Provide electricity storage |  Engineering Techniques

Provide electricity storage | Engineering Techniques

How to calibrate electricity storage needs for the future? The necessary capacities seem important, but we are still far from it. A study shows that we must carefully gauge the technological solutions that will really have an economic value in 2030 and then 2050.

The new energy system needed to the transition is gradually being put in place, in particular for the production of electricity where renewable sources (mainly wind and solar photovoltaic) will be essential, as several scenarios show (TEN, Ademe, negaWatt). If France had not taken lag in this areait would also have less difficulty in spend the winter. It is therefore likely, as the bill on renewable energies currently under consideration should allow, that their development will be accelerated.

The variability of these electrical renewable energies ultimately raises the question of the electricity storage. In addition to the traditional pumped energy transfer stations (Step), a sector for stationary batteries has begun to emerge a few years ago. Worldwide, 16 GW of these batteries were installed at the end of 2021, including 6 GW that year. According to the International Energy Agencythe transition to an energy system reaching carbon neutrality (Net Zero Scenario) would require reaching 680 GW of batteries in 2030, i.e. the installation of 80 GW per year on average from 2022!

At the European level, the will displayed is to keep control of this technological brick of batteries, in order to be independent of other countries-continents such as China (which has the largest manufacturers of Lithium-ion batteries) and the United States.
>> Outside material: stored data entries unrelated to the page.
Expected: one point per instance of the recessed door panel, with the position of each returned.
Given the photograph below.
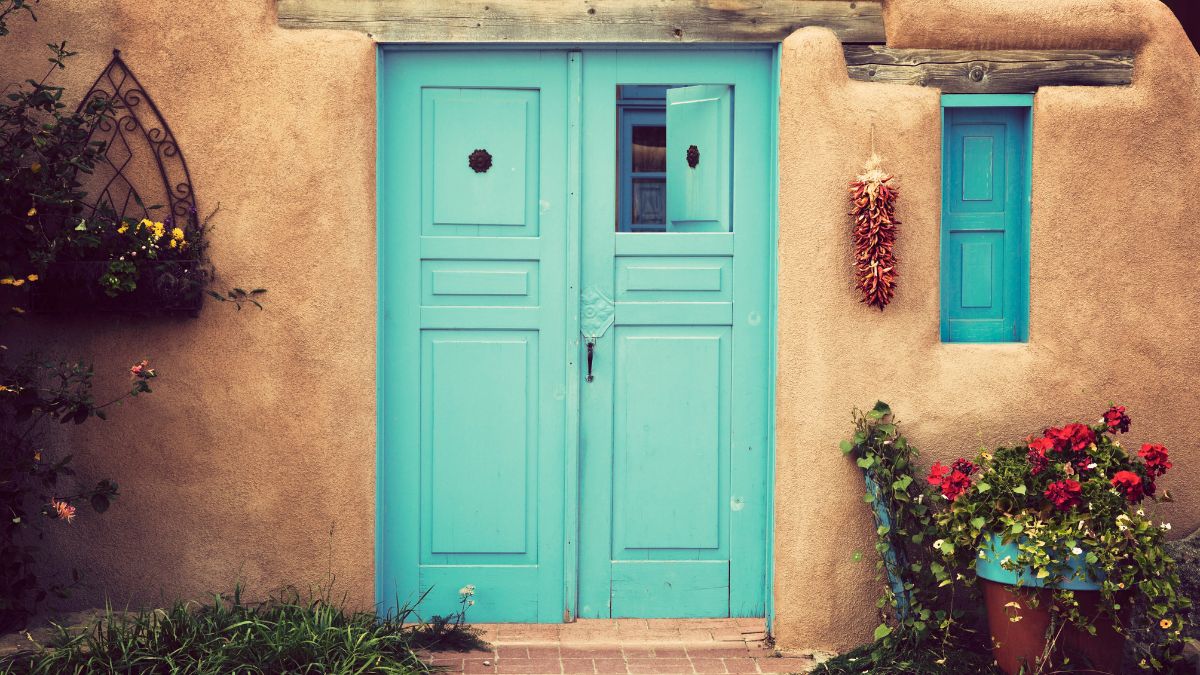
(472, 340)
(671, 442)
(673, 436)
(480, 161)
(490, 378)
States (which concentrate the largest number of projects in the world). But no specific framework is given to the storage of electricity at community level. It is mentioned in the Clean Energy Package, but with no specific purpose. The promoters of this solution, grouped within the European Association for Energy Storage, have nevertheless clearly quantified the need: according to them, with regard to the tripling of wind and solar capacities necessary for the EU’s 2030 renewable energy objectives, it should deploy 200 GW of storage in 2030 and grow to 600 GW in 2050. To keep up with this rate of 14 GW new each year, the economic valuation of stored electricity must be facilitated in relation to the current rules of “market design”.

Value of storage in France in 2030 and 2050

Defining electricity storage needs in fact requires having a global vision of the energy system, the different vectors and the different possible transformations. A recent study by the company Artelys for the Storage Club of the Association Technique Energie Environnement (ATEE) tries to clarify what the future would be by including precisely electrical storage, either direct (batteries, Step), or by a thermal solution, or by the transformation of electricity into hydrogen then possibly other molecules (power to gas) in France by 2030 and 2050. All the costs of these storage solutions are falling and it is important to know in which situations they will be of most interest for the community. Artelys’ analysis therefore determines what is the value of adding an additional storage facility compared to scenarios that already present a certain mix, in this case those of the three RTE scenarios M1, M23 and N2, the first being the one that uses storage the most (20 GW of batteries and more than 15 GW of power-to-gas in 2050).

list of 15 case studies. Source: Artelys

The study, called PEPS5 (not yet published, but which was presented at an ATEE symposium in early October), raises 15 case studies, half of which relate to direct electricity storage. If we only consider the latter, we can retain three key messages.

  1. In the case of centralized storage in Metropolitan France, in particular for batteries, the supply of primary and secondary reserve on the electrical network has no real economic interest due to strong competition on this market. The addition of step (compared to RTE’s scenarios) is economically relevant, whereas for batteries it is necessary that gas prices remain high. On the other hand, all the storage solutions make it possible to reduce CO emissions2 by 2030.
  2. In a decentralized manner in individuals or at the scale of a community, storage to maximize self-consumption of electricity (without reinjection into the network) serves the people concerned, but has no economic interest from the point of view of community view. On the contrary, the control of the charge of electric vehicles is economically interesting for the community. Tariff steering (less optimized, but easier to implement) is more relevant than dynamic steering (where the load profile is optimized with an hourly price signal) which itself is more relevant than vehicle-to-grid (the vehicle can restore electricity to the network).
  3. In island areas (not interconnected to other networks), storage is all the more important as the development of renewable electricity will increase sharply, particularly in solar photovoltaic. In this case, centralized storage is very relevant.

Overall, this study shows that beyond the RTE scenarios where a certain balance has already been found with a share of storage, the addition of additional capacity will have to be carefully studied. But until then, the legal, regulatory and pricing framework for storage still needs to be improved so that it begins to develop seriously.